# Using Jesse-MCP with LLM Chat Interfaces
The jesse-mcp MCP server provides a transparent, language-agnostic interface to Jesse's trading capabilities. **Any LLM chat interface that supports MCP** can use these tools to help improve trading strategies.
---
## Architecture
```
┌────────────────────────────────────┐
│ LLM Chat Interface │
│ (Claude, ChatGPT, etc.) │
└────────────────┬────────────────────┘
│
│ MCP Protocol
│ (stdio/http)
↓
┌────────────────────────────────────┐
│ jesse-mcp Server │
│ (17 trading analysis tools) │
└────────────────┬────────────────────┘
│
│ REST API
↓
┌────────────────────────────────────┐
│ Jesse (server2:8000) │
│ (Trading framework) │
└────────────────────────────────────┘
```
**Key Point**: The MCP server is just a transparent layer.
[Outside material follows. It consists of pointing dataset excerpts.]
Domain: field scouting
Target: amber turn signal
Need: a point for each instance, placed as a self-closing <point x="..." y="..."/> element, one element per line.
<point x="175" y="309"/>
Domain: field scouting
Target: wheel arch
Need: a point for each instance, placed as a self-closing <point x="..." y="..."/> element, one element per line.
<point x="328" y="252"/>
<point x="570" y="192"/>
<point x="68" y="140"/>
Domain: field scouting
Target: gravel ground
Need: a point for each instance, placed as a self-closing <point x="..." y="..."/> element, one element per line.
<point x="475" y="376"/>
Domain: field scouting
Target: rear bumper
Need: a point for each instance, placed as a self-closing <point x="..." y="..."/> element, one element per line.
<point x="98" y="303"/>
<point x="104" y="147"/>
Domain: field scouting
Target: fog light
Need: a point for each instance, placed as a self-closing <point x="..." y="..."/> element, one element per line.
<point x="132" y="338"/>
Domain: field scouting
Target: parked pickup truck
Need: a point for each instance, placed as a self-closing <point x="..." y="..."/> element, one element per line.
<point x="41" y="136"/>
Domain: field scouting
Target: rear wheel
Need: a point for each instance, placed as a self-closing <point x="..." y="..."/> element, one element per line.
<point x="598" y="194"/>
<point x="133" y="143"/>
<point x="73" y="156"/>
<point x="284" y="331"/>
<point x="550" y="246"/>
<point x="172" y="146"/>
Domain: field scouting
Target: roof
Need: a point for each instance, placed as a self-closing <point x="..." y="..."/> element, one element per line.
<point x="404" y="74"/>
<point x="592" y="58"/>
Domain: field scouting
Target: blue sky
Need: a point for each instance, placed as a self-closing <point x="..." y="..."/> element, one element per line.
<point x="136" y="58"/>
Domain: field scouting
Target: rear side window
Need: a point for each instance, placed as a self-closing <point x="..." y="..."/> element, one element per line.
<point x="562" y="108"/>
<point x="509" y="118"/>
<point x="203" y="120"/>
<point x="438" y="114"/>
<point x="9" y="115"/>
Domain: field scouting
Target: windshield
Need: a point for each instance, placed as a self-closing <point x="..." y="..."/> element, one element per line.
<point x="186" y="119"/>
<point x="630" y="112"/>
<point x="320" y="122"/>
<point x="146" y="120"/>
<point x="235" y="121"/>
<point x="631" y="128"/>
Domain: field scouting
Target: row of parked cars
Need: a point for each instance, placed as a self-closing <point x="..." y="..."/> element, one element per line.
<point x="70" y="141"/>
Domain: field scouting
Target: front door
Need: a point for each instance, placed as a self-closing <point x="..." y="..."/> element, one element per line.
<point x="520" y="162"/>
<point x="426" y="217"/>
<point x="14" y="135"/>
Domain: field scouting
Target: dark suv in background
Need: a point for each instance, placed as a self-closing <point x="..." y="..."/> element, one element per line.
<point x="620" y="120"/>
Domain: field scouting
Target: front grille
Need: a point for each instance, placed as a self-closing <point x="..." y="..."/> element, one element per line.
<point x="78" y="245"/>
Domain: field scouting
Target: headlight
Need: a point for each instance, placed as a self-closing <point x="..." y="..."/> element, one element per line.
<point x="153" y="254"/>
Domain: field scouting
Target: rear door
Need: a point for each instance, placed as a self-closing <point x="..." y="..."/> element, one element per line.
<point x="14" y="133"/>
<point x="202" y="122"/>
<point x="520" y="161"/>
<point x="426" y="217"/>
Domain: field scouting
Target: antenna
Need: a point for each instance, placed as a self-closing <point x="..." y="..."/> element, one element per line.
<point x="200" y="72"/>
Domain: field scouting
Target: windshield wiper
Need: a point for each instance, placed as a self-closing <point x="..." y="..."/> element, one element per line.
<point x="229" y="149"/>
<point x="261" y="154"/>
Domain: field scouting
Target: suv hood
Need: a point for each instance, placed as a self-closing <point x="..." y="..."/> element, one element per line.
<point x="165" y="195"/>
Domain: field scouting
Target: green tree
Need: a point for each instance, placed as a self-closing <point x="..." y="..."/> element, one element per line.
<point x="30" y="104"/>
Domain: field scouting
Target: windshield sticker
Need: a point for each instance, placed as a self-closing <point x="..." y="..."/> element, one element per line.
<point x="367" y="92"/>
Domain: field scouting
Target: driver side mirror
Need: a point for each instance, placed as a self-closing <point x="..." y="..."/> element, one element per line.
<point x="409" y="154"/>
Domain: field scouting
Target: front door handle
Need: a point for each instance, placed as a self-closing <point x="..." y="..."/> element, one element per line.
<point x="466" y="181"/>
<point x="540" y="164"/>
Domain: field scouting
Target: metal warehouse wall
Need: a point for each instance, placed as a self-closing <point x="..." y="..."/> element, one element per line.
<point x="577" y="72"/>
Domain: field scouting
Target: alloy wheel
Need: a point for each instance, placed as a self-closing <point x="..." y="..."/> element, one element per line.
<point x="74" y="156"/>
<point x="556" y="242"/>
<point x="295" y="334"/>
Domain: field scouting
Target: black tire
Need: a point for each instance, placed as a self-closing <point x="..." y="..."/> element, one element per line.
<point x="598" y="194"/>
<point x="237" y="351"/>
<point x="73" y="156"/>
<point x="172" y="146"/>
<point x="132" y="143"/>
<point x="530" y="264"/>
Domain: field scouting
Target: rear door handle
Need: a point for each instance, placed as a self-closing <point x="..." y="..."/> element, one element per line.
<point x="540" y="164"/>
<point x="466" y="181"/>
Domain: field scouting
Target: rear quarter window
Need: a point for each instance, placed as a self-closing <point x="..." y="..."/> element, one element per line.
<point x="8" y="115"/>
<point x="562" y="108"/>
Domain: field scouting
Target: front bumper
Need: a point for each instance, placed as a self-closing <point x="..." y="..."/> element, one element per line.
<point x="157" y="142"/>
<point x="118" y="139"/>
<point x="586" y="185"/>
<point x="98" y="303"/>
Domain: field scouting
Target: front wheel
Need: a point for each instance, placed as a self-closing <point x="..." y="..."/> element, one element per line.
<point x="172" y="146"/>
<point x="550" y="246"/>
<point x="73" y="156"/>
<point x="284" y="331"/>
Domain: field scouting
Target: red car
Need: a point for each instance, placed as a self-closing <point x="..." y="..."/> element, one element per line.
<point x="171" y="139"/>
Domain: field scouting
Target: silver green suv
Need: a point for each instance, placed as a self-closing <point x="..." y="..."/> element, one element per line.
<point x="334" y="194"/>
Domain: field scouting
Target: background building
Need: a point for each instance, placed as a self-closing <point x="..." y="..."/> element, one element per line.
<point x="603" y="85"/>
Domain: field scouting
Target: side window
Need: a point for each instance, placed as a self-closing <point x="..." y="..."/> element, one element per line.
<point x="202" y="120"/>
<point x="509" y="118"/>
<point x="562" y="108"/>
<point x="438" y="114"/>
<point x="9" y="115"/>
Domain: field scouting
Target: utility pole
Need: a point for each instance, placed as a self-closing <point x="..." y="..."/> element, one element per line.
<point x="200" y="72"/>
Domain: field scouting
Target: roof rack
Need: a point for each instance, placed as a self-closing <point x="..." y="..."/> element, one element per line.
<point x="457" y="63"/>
The LLM does the intelligent orchestration - deciding which tools to call, analyzing results, and having a conversation with the user about strategy improvements.
---
## Typical Conversational Workflows
### Example 1: Analyze Existing Strategy
**User**: "I have an EMA strategy that's not performing well. Can you analyze it?"
**LLM Orchestration**:
1. Calls `strategy_list()` → See available strategies
2. Calls `strategy_read("EMA_crossover")` → Get the code
3. Calls `backtest("EMA_crossover", ...)` → Run a test
4. Calls `analyze_results()` → Understand performance
5. Responds: "Your EMA strategy has a Sharpe of 1.2, which is okay but could be improved. Let me test some enhancements..."
---
### Example 2: A/B Test Strategy Variants
**User**: "Can you test if adding a volatility filter improves my EMA strategy?"
**LLM Orchestration**:
1. `strategy_read("EMA_crossover")` → Get current code
2. (Understands what changes are needed - volatility filter)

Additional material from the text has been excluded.